Он коснулся пальцами чего-то спрятанного под полой пальто. Томас уверен был, что это нож. Человечек облизнул губы острым языком и уставился на суперинтенданта немигающим взглядом.

– Джорджи правду сказал, мистер Питт, – прошептал, дыша с присвистом, Жирный Джордж. – Этот человек не из наших. Это кто-то из самих джентльменов, попомните мои слова.

– Какой-нибудь сумасшедший из… – начал Томас.

Толстяк покачал головой.

– Вам бы надо в этом получше разбираться, мистер Питт. Я вам просто удивляюсь и даром трачу с вами время. В парке сумасшедшие не живут, и мы с вами это знаем.

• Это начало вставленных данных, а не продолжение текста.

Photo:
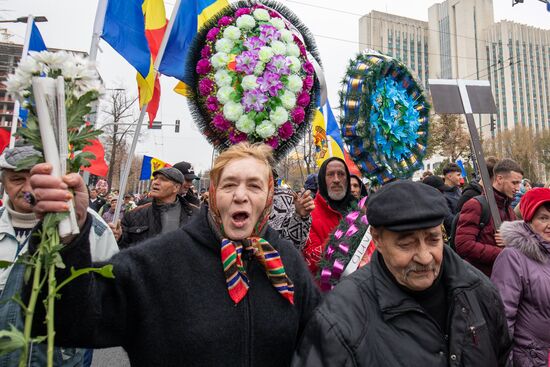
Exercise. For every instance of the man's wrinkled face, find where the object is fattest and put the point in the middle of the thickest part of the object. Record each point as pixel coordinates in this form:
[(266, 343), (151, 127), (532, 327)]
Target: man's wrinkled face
[(336, 179), (414, 258), (16, 185), (508, 183)]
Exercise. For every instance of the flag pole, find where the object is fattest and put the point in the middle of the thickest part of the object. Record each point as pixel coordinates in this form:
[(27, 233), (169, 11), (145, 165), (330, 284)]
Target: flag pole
[(143, 112), (16, 104)]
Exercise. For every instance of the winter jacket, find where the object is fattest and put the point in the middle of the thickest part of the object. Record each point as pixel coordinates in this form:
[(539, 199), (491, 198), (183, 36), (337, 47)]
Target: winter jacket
[(367, 320), (470, 191), (145, 222), (169, 305), (477, 247), (286, 221), (324, 220), (522, 274)]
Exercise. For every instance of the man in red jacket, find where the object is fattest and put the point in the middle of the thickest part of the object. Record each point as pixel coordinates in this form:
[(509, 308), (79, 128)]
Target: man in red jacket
[(480, 247), (331, 203)]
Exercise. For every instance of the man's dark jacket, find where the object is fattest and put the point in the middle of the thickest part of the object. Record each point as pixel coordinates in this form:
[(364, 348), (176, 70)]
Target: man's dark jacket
[(145, 222), (168, 304), (367, 320)]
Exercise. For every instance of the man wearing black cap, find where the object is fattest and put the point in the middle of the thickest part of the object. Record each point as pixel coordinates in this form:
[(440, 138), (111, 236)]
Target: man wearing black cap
[(416, 303), (187, 189), (167, 211)]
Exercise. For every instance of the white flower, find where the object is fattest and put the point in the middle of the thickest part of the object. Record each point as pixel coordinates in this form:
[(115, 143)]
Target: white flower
[(224, 94), (288, 99), (265, 54), (224, 45), (249, 82), (261, 14), (259, 69), (232, 32), (219, 60), (292, 50), (266, 129), (246, 124), (286, 35), (233, 111), (223, 78), (278, 47), (246, 22), (294, 83), (295, 64), (278, 116), (277, 23)]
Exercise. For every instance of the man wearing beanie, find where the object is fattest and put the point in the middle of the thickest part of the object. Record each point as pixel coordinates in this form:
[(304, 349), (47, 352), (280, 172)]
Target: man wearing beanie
[(415, 304), (332, 202)]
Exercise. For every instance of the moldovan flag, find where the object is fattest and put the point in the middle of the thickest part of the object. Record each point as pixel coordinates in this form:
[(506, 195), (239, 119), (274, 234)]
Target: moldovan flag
[(155, 26), (98, 166), (150, 165), (190, 16)]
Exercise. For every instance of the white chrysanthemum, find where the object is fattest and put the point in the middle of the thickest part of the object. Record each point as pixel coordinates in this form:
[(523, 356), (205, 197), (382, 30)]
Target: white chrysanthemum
[(292, 50), (266, 129), (278, 47), (233, 111), (219, 60), (286, 35), (232, 32), (277, 23), (261, 14), (259, 69), (224, 45), (265, 54), (224, 94), (223, 79), (295, 64), (249, 82), (294, 83), (288, 99), (246, 22), (278, 116), (246, 124)]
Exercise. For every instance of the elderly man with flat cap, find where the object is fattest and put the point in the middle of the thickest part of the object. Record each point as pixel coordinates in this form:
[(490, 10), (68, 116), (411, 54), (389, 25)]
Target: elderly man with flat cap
[(167, 211), (416, 303)]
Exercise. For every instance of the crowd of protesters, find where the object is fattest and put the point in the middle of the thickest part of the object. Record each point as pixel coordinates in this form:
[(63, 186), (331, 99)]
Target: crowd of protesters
[(227, 276)]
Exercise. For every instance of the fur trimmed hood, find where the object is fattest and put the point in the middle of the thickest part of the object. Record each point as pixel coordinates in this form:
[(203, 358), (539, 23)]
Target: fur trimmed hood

Малыш Джорджи переступил с ноги на ногу. Мимо проезжали вереницей возы. Питт не стал спорить. Он и сам не думал, что это бродяга-сумасшедший.

– И вы хорошо сделаете, если сыщете его, мистер Питт, – повторил Жирный Джордж, тряхнув головой так сильно, что его кудри разметались по каракулевому воротнику. – Или же мы очень огорчимся, Малыш Джорджи и я.

– Я и сам буду очень огорчен, – угрюмо ответил Томас. – Но если вы действительно беспокоитесь, вы и сами должны что-нибудь предпринять.

Малыш Джорджи язвительно посмотрел на него. Жирный Джордж улыбнулся, но в его улыбке не было ни веселья, ни добродушия.

– Это ваше дело, мистер Питт, – ответил он тихо. – И мы будем очень счастливы, если вы им как следует займетесь.

И не сказав больше ни слова, он повернулся на каблуках и через мгновение исчез между повозками. Малыш Джорджи опять смерил Питта весьма злобным взглядом и побежал за приятелем. Он должен был бегать, чтобы не отставать, и это всегда приводило его в бешенство.

Томас снова отправился своей дорогой, не придавая слишком большого значения состоявшемуся разговору, но все же это был показатель общественного настроения, ведь даже Жирный Джордж испытывал страх за свое дело.

В полицейском участке Питт встретился с полнейшим непониманием. С ним говорил высокий, тощий инспектор с мрачным аскетическим лицом и выражением уязвленного чувства собственного достоинства.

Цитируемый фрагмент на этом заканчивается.